Tuesday, 12 September 2017

140. Praying for Assholes

Praying for Assholes

Luke 6:27 & 28 "But to you who are listening, I say love your enemies, do good to those that hate you, bless those who curse you, and pray for those who mistreat you."

I am sure that if you are reading this, you will know at least a couple of assholes. The kind of people that will want to create difficulties for you; just because they like to do so. Whether it be for personal entertainment, or some other hidden agenda, or just because they are miserable and cannot stand the idea that others are successful and happy. Assholes. Sorry for the foul language, but truly, the word asshole seems so descriptive of these, well, you know.
     We live in a world that stresses vengeance. Do not let that person get away with doing that to you. We practice being ugly people with each other. Our marriages become areanas for competition. One of the women I am blessed to work with recently lost a close friend over a cigarette thown out a window. This was based on another person's desire to be ugly in the world.
     The bible talks about this kind of greed and competition. I believe the admonition of "an eye for an eye" is not a recipe for justice, but a limitation of vengeance. We live in a world that invites us to be bitter, angry and hostile. Paul writes of this in Romans, "They have become filled with every kind of wickedness, evil, greed and depravity. They are full of envy, murder, strife and deceit, and malice."

Then we have Jesus.

Reminding us about "an eye for an eye." But then he adds, "But I tell you."

His famous words. Gently telling us that we have it wrong. These are not easy words that follow. Not at all, easy.

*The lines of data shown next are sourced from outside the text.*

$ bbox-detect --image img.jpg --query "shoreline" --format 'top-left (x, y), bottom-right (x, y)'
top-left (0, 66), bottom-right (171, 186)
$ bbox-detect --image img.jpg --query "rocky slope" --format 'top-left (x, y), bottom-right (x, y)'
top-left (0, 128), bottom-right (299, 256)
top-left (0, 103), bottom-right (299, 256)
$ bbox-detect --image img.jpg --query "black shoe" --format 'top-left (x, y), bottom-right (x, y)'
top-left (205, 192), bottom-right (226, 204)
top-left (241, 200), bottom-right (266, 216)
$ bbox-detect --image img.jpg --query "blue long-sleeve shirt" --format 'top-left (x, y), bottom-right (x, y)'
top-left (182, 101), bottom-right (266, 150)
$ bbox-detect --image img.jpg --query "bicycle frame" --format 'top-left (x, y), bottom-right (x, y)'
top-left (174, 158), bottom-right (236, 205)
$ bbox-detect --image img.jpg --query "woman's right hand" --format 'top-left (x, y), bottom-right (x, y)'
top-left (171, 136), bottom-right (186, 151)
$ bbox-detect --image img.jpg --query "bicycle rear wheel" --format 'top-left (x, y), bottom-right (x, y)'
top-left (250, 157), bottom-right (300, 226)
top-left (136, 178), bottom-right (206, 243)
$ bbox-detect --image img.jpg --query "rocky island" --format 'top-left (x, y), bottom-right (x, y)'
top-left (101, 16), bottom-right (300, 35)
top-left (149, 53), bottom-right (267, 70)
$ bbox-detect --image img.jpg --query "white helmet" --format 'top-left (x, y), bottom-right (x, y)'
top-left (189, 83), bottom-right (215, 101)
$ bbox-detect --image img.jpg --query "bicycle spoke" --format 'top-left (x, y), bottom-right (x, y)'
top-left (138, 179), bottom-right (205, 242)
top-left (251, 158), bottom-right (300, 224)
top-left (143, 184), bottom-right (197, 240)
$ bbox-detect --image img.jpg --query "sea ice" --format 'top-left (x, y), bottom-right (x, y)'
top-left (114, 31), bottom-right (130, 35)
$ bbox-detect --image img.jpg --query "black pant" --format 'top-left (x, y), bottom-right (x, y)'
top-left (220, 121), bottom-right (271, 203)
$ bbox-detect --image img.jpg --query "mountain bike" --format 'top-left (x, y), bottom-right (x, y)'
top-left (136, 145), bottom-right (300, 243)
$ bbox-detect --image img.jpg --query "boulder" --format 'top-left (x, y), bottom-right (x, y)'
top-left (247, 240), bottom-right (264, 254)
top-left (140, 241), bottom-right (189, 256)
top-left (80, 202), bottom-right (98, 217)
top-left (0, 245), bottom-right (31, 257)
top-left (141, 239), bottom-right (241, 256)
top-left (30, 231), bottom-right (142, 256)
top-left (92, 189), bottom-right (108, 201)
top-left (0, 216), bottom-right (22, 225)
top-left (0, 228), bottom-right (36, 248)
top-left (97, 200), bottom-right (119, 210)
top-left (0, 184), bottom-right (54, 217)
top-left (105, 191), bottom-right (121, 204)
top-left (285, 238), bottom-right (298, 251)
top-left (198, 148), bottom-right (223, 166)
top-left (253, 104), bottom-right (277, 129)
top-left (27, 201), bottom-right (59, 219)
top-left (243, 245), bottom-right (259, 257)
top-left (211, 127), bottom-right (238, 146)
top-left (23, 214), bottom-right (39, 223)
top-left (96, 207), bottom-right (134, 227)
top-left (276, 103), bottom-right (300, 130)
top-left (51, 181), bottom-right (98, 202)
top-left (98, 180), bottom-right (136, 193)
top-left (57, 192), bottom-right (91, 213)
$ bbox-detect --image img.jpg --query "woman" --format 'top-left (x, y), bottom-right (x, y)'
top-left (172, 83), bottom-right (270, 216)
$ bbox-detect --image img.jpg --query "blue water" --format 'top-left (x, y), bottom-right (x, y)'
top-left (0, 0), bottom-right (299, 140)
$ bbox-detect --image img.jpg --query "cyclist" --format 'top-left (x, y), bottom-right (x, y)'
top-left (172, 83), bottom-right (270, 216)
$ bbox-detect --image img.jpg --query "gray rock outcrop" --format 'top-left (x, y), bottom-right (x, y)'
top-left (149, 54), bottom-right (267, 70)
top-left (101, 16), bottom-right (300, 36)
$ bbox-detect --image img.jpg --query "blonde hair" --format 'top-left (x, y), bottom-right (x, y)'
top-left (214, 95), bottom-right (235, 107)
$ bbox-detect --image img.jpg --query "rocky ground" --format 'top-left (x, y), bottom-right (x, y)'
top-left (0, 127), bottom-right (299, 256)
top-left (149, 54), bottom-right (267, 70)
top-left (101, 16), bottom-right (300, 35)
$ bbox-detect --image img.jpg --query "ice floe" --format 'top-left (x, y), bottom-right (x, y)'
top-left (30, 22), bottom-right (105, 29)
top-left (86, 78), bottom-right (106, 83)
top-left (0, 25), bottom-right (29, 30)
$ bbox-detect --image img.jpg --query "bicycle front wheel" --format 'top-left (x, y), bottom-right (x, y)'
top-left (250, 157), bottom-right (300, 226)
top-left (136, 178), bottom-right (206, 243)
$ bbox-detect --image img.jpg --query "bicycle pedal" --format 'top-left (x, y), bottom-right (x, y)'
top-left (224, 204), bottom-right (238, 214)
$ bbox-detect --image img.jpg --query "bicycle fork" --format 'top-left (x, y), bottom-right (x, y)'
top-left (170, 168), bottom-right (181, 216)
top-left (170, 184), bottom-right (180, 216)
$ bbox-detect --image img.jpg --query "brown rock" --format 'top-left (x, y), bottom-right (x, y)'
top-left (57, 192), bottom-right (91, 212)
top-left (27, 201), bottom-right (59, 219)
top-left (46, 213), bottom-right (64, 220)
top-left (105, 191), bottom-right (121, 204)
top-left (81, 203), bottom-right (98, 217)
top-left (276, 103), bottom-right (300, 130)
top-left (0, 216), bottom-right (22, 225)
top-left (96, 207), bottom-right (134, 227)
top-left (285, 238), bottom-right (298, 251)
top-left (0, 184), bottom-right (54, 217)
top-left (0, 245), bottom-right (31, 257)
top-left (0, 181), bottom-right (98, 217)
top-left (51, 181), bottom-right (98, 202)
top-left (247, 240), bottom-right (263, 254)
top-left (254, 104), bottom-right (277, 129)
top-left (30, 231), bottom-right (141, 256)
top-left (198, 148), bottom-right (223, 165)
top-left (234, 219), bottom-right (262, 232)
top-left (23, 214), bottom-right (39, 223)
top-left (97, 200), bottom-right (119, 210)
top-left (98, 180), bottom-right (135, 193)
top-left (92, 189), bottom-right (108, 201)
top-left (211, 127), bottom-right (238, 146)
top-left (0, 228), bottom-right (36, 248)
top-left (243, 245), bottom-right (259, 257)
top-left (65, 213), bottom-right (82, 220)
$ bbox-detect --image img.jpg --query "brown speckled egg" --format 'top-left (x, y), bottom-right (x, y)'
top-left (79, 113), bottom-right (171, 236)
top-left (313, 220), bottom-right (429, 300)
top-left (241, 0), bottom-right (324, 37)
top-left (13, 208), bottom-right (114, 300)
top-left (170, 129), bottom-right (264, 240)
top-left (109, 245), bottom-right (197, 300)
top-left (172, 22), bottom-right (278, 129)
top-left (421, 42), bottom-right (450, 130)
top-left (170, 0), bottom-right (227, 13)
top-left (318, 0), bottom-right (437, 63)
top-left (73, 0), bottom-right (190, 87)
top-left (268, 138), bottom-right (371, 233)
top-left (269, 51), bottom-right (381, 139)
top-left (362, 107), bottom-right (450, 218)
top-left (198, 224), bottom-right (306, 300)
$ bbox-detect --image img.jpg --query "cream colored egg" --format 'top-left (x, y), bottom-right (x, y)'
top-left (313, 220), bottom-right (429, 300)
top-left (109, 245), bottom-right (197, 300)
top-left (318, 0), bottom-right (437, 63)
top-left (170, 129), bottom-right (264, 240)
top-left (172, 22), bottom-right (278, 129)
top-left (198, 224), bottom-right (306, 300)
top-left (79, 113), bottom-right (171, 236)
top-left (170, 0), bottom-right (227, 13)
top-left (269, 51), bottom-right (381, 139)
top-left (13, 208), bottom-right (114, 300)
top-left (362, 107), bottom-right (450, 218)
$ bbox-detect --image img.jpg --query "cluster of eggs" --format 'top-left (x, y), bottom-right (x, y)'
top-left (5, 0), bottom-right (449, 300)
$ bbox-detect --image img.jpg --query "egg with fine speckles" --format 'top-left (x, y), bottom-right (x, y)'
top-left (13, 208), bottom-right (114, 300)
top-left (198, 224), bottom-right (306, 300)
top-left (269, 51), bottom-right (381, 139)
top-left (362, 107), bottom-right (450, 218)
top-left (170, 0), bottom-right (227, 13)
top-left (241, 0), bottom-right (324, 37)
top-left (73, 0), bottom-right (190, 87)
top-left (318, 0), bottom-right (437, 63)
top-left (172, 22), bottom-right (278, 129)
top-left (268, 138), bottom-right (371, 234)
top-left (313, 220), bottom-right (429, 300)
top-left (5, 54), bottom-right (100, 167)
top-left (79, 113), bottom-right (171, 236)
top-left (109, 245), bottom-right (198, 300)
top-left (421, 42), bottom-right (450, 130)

I am dealing with an asshole as I write this.  Honestly, I think he is a waste of oxygen. And I have taken to praying for him frequently and regularly. And no, I do not pray that he gets what I think he deserves.  I pray that he might come to know love and peace. At times it is harder to pray for him than at other times.
     Do not think for a moment think that I am some sort of spiritual master. I pray for him for a number of reasons. One of them is that Jesus has told me to do so.  And I understand that if I saw him the way God sees him, then the context of what is happening changes.
     Honestly, I pray for him because I want to keep from what he creates in me from coming into my home, and my relationship with Wanna. I do not think it is possible to be loving and gentle with Wanna if I entertain fantasies of zap strapping the man to a chair and covering his head with paint remover.
     When I step back a bit, and put a bit of perspective on what he is up to, then I begin to realize that he must be miserable indeed. There are those who go into this field I work in, because it gives them the ability to fuck with others. I see it all the time. People who want to be telling others how to live their lives out. People who think they know what others should have, or not have, in their life. It is not even morally based, rather based on their own personal preferences.  It has given me a good idea of what life with pharisees might have been like.
     So I pray for him. At the end of the day, I am happy that I am I, and would not want to be that miserable asshole.

I also pray for myself.  I know that if I am angry, and spiteful, and ugly of spirit, then I am likely to miss all of what is offered to me. I do believe that what we focus on, is what we create in our lives. Not in that mystical, energy attracts energy kind of way. But in a very practical way.  If I am simply thinking about how awful the world is, then I am likely not to see the beautiful, the lovely, and the desirable. Praying for this asshole, allows me to see what is good in the world around me. 
     I end with - Finally, brothers and sisters. whatever is true, whatever is noble, whatever is right, whatever is pure, whatever is lovely, whatever is admirable - if anything is excellent or praiseworthy - think about such things.